How to Make Conscious Capitalism Whole: Thank You Whole Foods

With today’s completion of Amazon’s acquisition of Whole Foods, Conscious Capitalism lost its leading proponent. As a wholly owned subsidiary of Amazon, Whole Foods lost its independence and position as thought leader for the Conscious Capitalism movement.

Although Conscious Capitalism and John Mackey have put a positive spin on the acquisition and expressed optimism about their ability to inspire Amazon to adopt the principles of Conscious Capitalism, the reality of this happening is remote. Amazon is incorporated in Washington State whose corporate law follows Delaware where the corporation exists solely to maximize stockholder welfare. Amazon is unlikely to adopt Whole Foods’ multiple stakeholder, multiple purpose approach to business on its relentless march to become the world’s dominant retailer.

As discussed in a prior post, Conscious Capitalism is a round peg in a square hole because it espouses a multiple stakeholder, multiple purpose philosophy in the context of a single stakeholder, single purpose legal framework. The benefit corporation, with its multiple stakeholder, multiple purpose legal framework, is the obvious corporate vehicle of choice for Conscious Capitalism based companies.  It’s time for Conscious Capitalism to shed its stubborn libertarian resistance to the benefit corporation out of a misplaced belief that it can successfully ply its philosophy within the existing legal framework over the long term.

If Whole Foods had been a Delaware public benefit corporation, its board of directors may have been better able to fend off Jana Partners, the activist stockholder who precipitated the company’s sale to Amazon. As a conventional corporation, Whole Foods was limited to arguing that its plans to revitalize its business would produce a greater stockholder return over time than selling it now. The doctrine of shareholder primacy gave Jana Partners leverage to force a sale transaction because it reduced Whole Foods’ strategic options to selling at a premium that maximized stockholder welfare in the short term.

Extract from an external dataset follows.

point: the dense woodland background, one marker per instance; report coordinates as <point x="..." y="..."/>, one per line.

As a Delaware public benefit corporation, Whole Foods’ board would have been able to make a more considered decision because it would have been required to balance the pecuniary interests of the stockholders, the interests of those affected by a sale transaction and the company’s chosen public benefits instead of focusing on maximizing stockholder welfare. If it had been a benefit corporation, with its inherent commitment to operate in a responsible and sustainable manner, and a charter with enumerated public benefits such as bringing healthy organic food to everyone and transforming agriculture through sustainable, regenerative practices, Whole Foods may have attracted enough institutional impact investors to have counterbalanced Jana’s push for a new board and a quick exit, and supported the board’s plans to remain independent to create long term stockholder value.

Despite its espousal of the Conscious Capitalism philosophy, Whole Foods remained, at the core, a conventional corporation, which exists solely to maximize stockholder welfare, and was therefore more vulnerable to activist stockholders to be forced into a sale transaction. Conscious Capitalism could make itself whole by adopting the benefit corporation as its vehicle of choice. Whole Foods will not be the last Conscious Capitalism based company to face pressures from activist stockholders. The benefit corporation gives such companies more tools to remain independent and realize their heroic purpose of creating long-term value for all of their stakeholders, including stockholders.